Apply a function to a signal in sequential windows, with optional overlap.

Availabel window kernels: boxcar, triang, blackman, hamming, hann, bartlett, flattop, parzen, bohman, blackmanharris, nuttall, barthann, kaiser (needs beta), gaussian (needs std), general_gaussian (needs power, width), slepian (needs width), chebwin (needs attenuation).

Parameters:

  • signal (array) – Input signal.

  • size (int) – Size of the signal window.

  • step (int, optional) – Size of window shift; if None, there is no overlap.

  • fcn (callable) – Function to apply to each window.

  • fcn_kwargs (dict, optional) – Additional keyword arguments to pass to ‘fcn’.

  • kernel (str, array, optional) – Type of kernel to use; if array, use directly as the kernel.

  • kernel_kwargs (dict, optional) – Additional keyword arguments to pass on window creation; ignored if ‘kernel’ is an array.

Returns:

  • index (array) – Indices characterizing window locations (start of the window).

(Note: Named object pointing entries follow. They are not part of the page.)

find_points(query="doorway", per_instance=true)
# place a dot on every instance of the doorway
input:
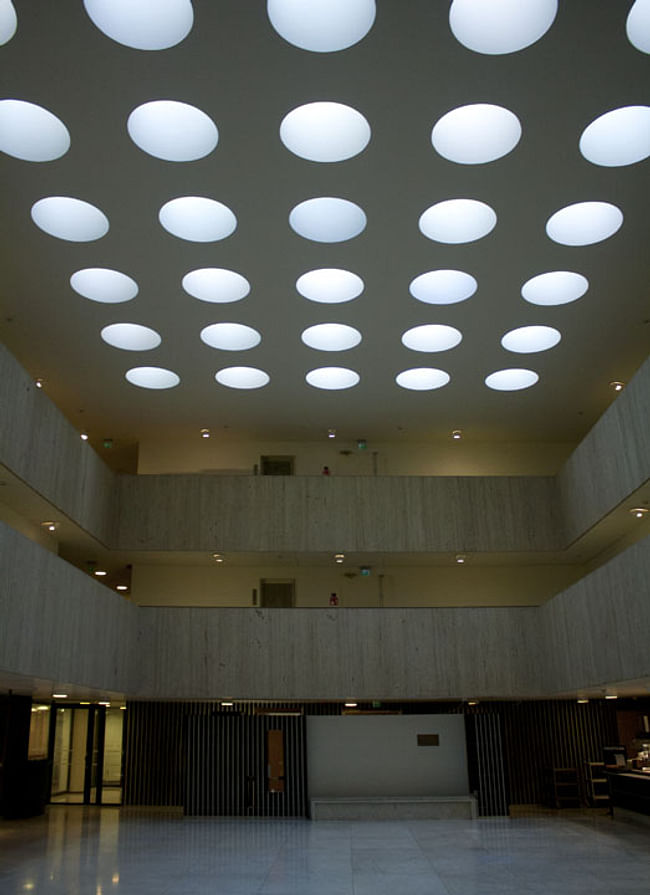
(86, 755)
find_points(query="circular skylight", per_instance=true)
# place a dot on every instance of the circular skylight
(431, 337)
(8, 21)
(70, 219)
(130, 336)
(173, 131)
(330, 285)
(152, 377)
(332, 378)
(638, 25)
(528, 339)
(104, 285)
(322, 26)
(325, 132)
(473, 135)
(422, 379)
(30, 132)
(557, 287)
(584, 223)
(500, 26)
(511, 380)
(619, 137)
(443, 287)
(143, 24)
(230, 336)
(327, 219)
(331, 337)
(242, 377)
(216, 285)
(457, 220)
(197, 219)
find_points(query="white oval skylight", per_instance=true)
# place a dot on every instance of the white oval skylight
(327, 219)
(557, 287)
(197, 219)
(619, 137)
(8, 21)
(152, 377)
(638, 25)
(431, 337)
(230, 336)
(500, 26)
(330, 285)
(511, 380)
(130, 336)
(322, 26)
(325, 132)
(332, 378)
(443, 287)
(216, 284)
(70, 219)
(475, 134)
(30, 132)
(584, 223)
(242, 377)
(143, 24)
(104, 285)
(528, 339)
(173, 131)
(421, 379)
(331, 337)
(456, 221)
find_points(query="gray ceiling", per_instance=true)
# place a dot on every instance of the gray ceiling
(403, 76)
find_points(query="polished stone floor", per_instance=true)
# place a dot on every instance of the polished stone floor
(103, 851)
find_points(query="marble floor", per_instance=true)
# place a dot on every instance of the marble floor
(105, 851)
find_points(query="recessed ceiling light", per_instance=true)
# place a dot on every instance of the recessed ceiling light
(230, 336)
(431, 337)
(152, 377)
(143, 24)
(31, 133)
(322, 26)
(557, 287)
(527, 339)
(421, 379)
(511, 380)
(638, 25)
(130, 336)
(620, 137)
(242, 377)
(476, 134)
(70, 219)
(330, 285)
(172, 131)
(216, 285)
(584, 223)
(443, 287)
(8, 21)
(332, 378)
(456, 221)
(331, 337)
(104, 285)
(327, 219)
(500, 26)
(325, 132)
(197, 219)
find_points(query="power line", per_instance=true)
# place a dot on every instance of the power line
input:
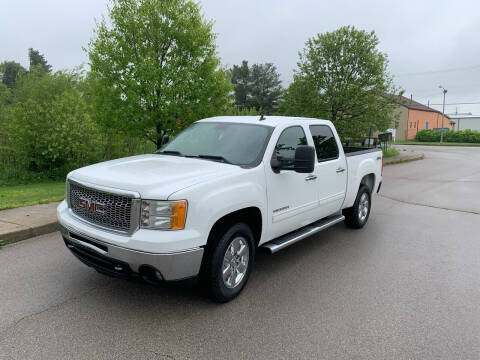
(441, 71)
(469, 103)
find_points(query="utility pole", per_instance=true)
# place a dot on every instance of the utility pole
(443, 111)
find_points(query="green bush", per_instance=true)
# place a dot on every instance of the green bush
(462, 136)
(48, 127)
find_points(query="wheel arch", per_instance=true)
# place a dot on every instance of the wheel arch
(251, 215)
(369, 181)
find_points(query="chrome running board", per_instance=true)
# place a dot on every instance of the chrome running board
(300, 234)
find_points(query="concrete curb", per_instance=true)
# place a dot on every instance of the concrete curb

  • values (array) – Concatenated output of calling ‘fcn’ on each window.

biosppy.signals.tools.zero_cross(signal=None, detrend=False)[source]

Locate the indices where the signal crosses zero.

Parameters:

  • signal (array) – Input signal.

  • detrend (bool, optional) – If True, remove signal mean before computation.

Returns:

zeros (array) – Indices of zero crossings.

Notes

  • When the signal crosses zero between samples, the first index is returned.